NEW YORK (AP) — A mail carrier was arrested Thursday on charges he stole over $1 million through a scheme that delivered bogus tax refunds.
Oscar Lopez, 36, of Brooklyn, was charged in Manhattan federal court with carrying out the crime from June 2010 to May 2012 while he was delivering mail in the Bronx.
In a criminal complaint, U.S. Postal Service Agent Kevin Adams said Lopez and others ripped off the U.S. Treasury by using Social Security numbers from unsuspecting U.S. citizens in Puerto Rico who were unlikely to file tax returns because they were not required to as long as their income was derived from Puerto Rican sources.
Authorities said Lopez arranged for the refund checks to be mailed to addresses along his delivery route, enabling him to pick up the checks and give them to his co-conspirators, who deposited them in accounts at several banks before giving a portion to Lopez.
Lopez, charged with conspiracy and theft of government funds, was awaiting a court appearance Thursday.
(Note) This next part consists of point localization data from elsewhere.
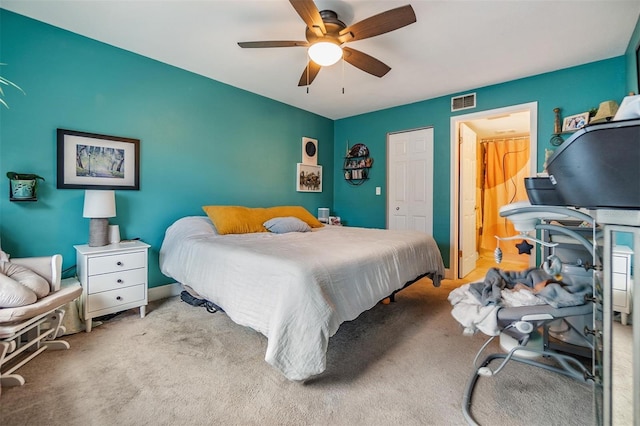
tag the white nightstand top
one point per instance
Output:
(122, 245)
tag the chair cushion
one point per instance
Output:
(48, 303)
(20, 286)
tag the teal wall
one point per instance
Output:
(574, 90)
(202, 142)
(632, 65)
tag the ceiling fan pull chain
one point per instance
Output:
(343, 75)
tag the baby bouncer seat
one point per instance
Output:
(519, 326)
(27, 331)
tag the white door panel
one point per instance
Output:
(468, 171)
(410, 197)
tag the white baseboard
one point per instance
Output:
(164, 291)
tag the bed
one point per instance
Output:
(296, 288)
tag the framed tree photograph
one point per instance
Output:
(575, 122)
(93, 161)
(309, 178)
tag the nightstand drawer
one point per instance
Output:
(117, 262)
(115, 280)
(619, 300)
(115, 298)
(619, 264)
(619, 281)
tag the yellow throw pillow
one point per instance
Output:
(236, 219)
(245, 220)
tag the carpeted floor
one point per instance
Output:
(406, 363)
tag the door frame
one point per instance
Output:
(532, 107)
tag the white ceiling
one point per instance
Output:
(453, 47)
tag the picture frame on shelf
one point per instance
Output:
(94, 161)
(308, 178)
(575, 122)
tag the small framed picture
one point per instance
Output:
(308, 178)
(575, 122)
(93, 161)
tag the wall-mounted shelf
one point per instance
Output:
(357, 164)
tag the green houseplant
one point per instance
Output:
(5, 82)
(23, 185)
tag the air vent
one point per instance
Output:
(463, 102)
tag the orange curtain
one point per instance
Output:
(506, 166)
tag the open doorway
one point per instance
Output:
(492, 152)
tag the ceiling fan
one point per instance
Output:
(326, 31)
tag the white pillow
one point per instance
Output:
(282, 225)
(20, 286)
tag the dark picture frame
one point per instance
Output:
(94, 161)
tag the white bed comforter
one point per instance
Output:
(296, 288)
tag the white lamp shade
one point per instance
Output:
(325, 53)
(99, 204)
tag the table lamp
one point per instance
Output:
(99, 205)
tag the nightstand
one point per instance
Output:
(621, 259)
(113, 278)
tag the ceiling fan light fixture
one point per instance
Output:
(325, 53)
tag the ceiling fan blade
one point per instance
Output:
(381, 23)
(310, 15)
(365, 62)
(275, 43)
(309, 74)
His lawyer could not immediately be reached.
If convicted, Lopez could face up to 15 years in prison.
Adams wrote that the case was built with the help of a cooperator who has pleaded guilty and hopes to obtain leniency in return for his help.
“As a taxpayer and a United States Postal Service employee, I find the allegations against the defendant disturbing,” said Philip Bartlett, head of the New York office of the U.S. Postal Inspection Service. “I have little tolerance for those who would use their position of public trust to facilitate criminal activity.
Shantelle Kitchen, head of the New York office of the IRS’ criminal investigative division, said in a release that fraudulent tax refund schemes typically involve a “web of co-conspirators who obtain taxpayer information, file the tax returns and secure and negotiate the refund checks.”